# Shortest and Longest Sceduled Flights

Author: Daniel Eriksson

This notebook demonstrates how to use Python with Pandas
to analyze the [OpenFlights](http://openflights.org) dataset
in order to find the longest and shortest scheduled flights.

In [1]:
import pandas as pd
import numpy as np

Fetch route data

In [2]:
routes = pd.read_csv("openflights/data/routes.dat", sep=',',
     names=[
        'airline',
        'airline_id',
        'source_airport',
        'source_airport_id',
        'dest_airport',
        'dest_airport_id',
        'codeshare',
        'stops',
        'equipment'
    ],
    na_values=r'\N',
)
routes.head()

Unnamed: 0,airline,airline_id,source_airport,source_airport_id,dest_airport,dest_airport_id,codeshare,stops,equipment
0,2B,410.0,AER,2965.0,KZN,2990.0,,0,CR2
1,2B,410.0,ASF,2966.0,KZN,2990.0,,0,CR2
2,2B,410.0,ASF,2966.0,MRV,2962.0,,0,CR2
3,2B,410.0,CEK,2968.0,KZN,2990.0,,0,CR2
4,2B,410.0,CEK,2968.0,OVB,4078.0,,0,CR2


Fetch airport data

In [3]:
airports = pd.read_csv("openflights/data/airports.dat", sep=',',
    names=[
        'airport_id',
        'airport_name',
        'city',
        'country',
        'iata_faa',
        'icao',
        'lat',
        'lng',
        'alt',
        'timezone',
        'dst',
        'tz',
    ],
    index_col=0,
    na_values=r'\N',
)
airports.head()

Unnamed: 0_level_0,airport_name,city,country,iata_faa,icao,lat,lng,alt,timezone,dst,tz
airport_id,Unnamed: 1_level_1,Unnamed: 2_level_1,Unnamed: 3_level_1,Unnamed: 4_level_1,Unnamed: 5_level_1,Unnamed: 6_level_1,Unnamed: 7_level_1,Unnamed: 8_level_1,Unnamed: 9_level_1,Unnamed: 10_level_1,Unnamed: 11_level_1
1,Goroka,Goroka,Papua New Guinea,GKA,AYGA,-6.081689,145.391881,5282,10.0,U,Pacific/Port_Moresby
2,Madang,Madang,Papua New Guinea,MAG,AYMD,-5.207083,145.7887,20,10.0,U,Pacific/Port_Moresby
3,Mount Hagen,Mount Hagen,Papua New Guinea,HGU,AYMH,-5.826789,144.295861,5388,10.0,U,Pacific/Port_Moresby
4,Nadzab,Nadzab,Papua New Guinea,LAE,AYNZ,-6.569828,146.726242,239,10.0,U,Pacific/Port_Moresby
5,Port Moresby Jacksons Intl,Port Moresby,Papua New Guinea,POM,AYPY,-9.443383,147.22005,146,10.0,U,Pacific/Port_Moresby


Define function for computing distance between coordinates.
The [haversine formula](http://www.movable-type.co.uk/scripts/latlong.html)
should be accurate for a range of distances.

In [4]:
def deg2rad(deg):
    """Convert degrees to radians. Works on numpy arrays"""
    return np.pi*deg/180.0


def distance(source_lat, source_lng, dest_lat, dest_lng):
    """Calculate distance using the haversine formula"""
    r = 6.371e3  # km
    phi_s = deg2rad(source_lat)
    phi_d = deg2rad(dest_lat)
    d_lambda = deg2rad(dest_lng - source_lng)

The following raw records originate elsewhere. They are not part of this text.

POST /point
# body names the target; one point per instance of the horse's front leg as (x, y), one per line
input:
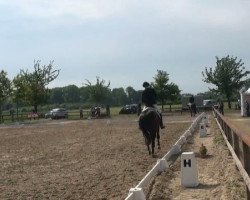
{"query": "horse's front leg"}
(153, 147)
(149, 150)
(158, 140)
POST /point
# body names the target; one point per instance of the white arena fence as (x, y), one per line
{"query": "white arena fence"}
(162, 164)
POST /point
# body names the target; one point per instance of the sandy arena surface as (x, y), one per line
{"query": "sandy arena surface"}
(218, 176)
(87, 159)
(101, 159)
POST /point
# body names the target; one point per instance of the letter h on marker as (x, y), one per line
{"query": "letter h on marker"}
(185, 162)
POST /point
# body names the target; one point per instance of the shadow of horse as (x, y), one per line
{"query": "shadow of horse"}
(192, 109)
(149, 123)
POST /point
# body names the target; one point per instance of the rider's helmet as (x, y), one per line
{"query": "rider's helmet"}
(145, 84)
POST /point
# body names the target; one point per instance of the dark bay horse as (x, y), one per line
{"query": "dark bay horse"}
(192, 108)
(149, 123)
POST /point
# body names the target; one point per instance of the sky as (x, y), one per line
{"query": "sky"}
(123, 41)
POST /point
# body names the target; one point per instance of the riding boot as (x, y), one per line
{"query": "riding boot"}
(161, 122)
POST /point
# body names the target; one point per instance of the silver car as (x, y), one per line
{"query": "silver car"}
(57, 113)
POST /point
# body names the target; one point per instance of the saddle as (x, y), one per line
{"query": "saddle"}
(147, 109)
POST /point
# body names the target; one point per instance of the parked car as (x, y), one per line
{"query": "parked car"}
(208, 103)
(57, 113)
(129, 109)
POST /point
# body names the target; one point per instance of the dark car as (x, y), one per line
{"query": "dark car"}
(57, 113)
(129, 109)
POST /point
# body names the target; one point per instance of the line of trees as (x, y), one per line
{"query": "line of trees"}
(31, 88)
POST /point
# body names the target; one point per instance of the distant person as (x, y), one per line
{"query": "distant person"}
(191, 99)
(108, 110)
(149, 99)
(221, 107)
(81, 113)
(247, 108)
(138, 109)
(12, 114)
(192, 106)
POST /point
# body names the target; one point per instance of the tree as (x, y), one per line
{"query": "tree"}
(119, 96)
(19, 90)
(173, 92)
(131, 94)
(56, 95)
(71, 94)
(37, 92)
(160, 85)
(227, 76)
(164, 90)
(99, 92)
(5, 89)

    a = np.sin((phi_d - phi_s)/2)**2 + np.cos(phi_s)*np.cos(phi_d)*np.sin(d_lambda/2)**2
    c = 2 * np.arctan2(np.sqrt(a), np.sqrt(1-a))

    return r * c;
    

Grab the source and destination ids and look them up in the airports list.
Use the previously defined function `distance` to calculate distances between
source and destination.

In [6]:
route_airport_ids = routes[['source_airport_id', 'dest_airport_id']].dropna()
sources = airports[['airport_name', 'lat', 'lng']].loc[route_airport_ids.source_airport_id]
destinations = airports[['airport_name', 'lat', 'lng']].loc[route_airport_ids.dest_airport_id]

sources.columns = ['source_name', 'source_lat', 'source_lng']
destinations.columns = ['dest_name', 'dest_lat', 'dest_lng']

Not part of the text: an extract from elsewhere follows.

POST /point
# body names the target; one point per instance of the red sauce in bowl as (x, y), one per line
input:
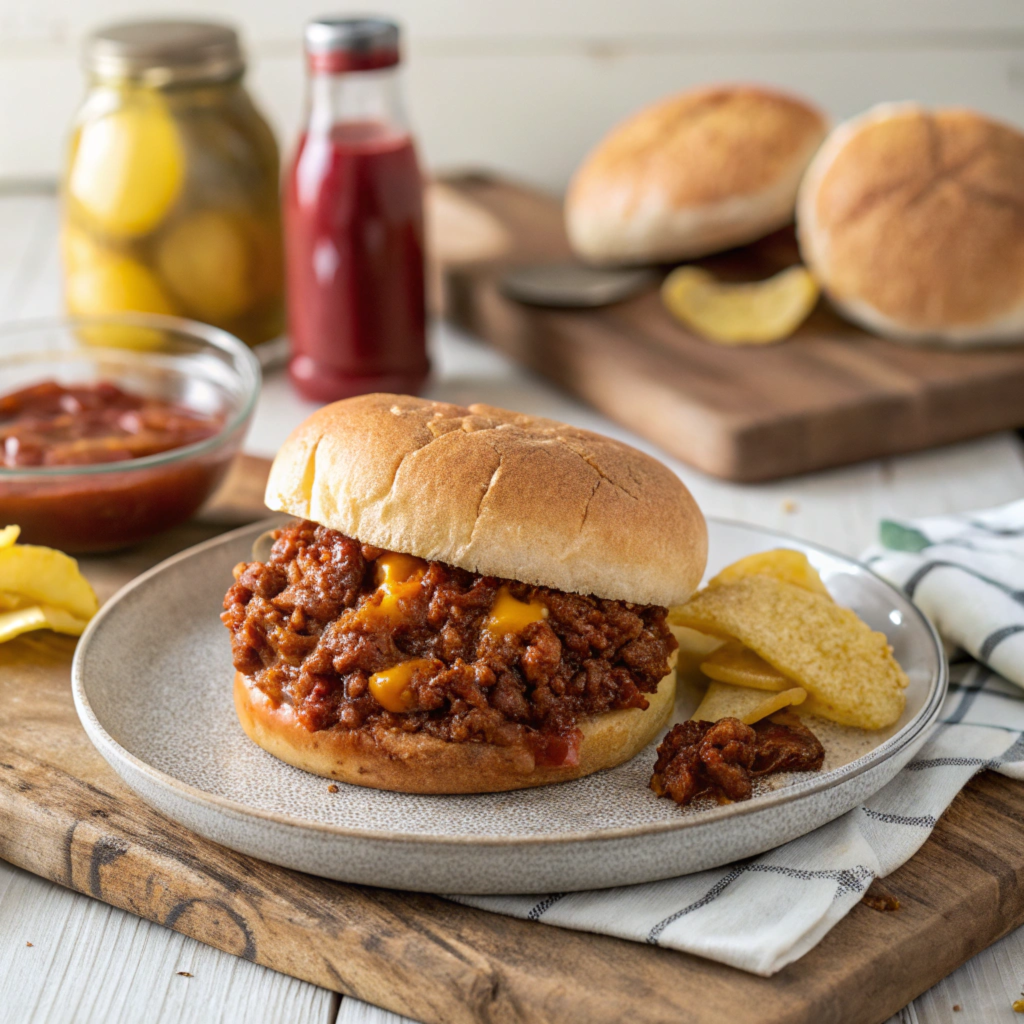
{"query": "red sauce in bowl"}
(50, 426)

sources.index = range(sources.shape[0])
destinations.index = range(destinations.shape[0])

route_lens = pd.concat([sources, destinations], axis=1)

route_lens['length'] = distance(
    route_lens['source_lat'],
    route_lens['source_lng'],
    route_lens['dest_lat'],
    route_lens['dest_lng'])

Grab the ten longest flights. There are some duplicates, probably because several
airline fly the route or because code share routes are listed twice.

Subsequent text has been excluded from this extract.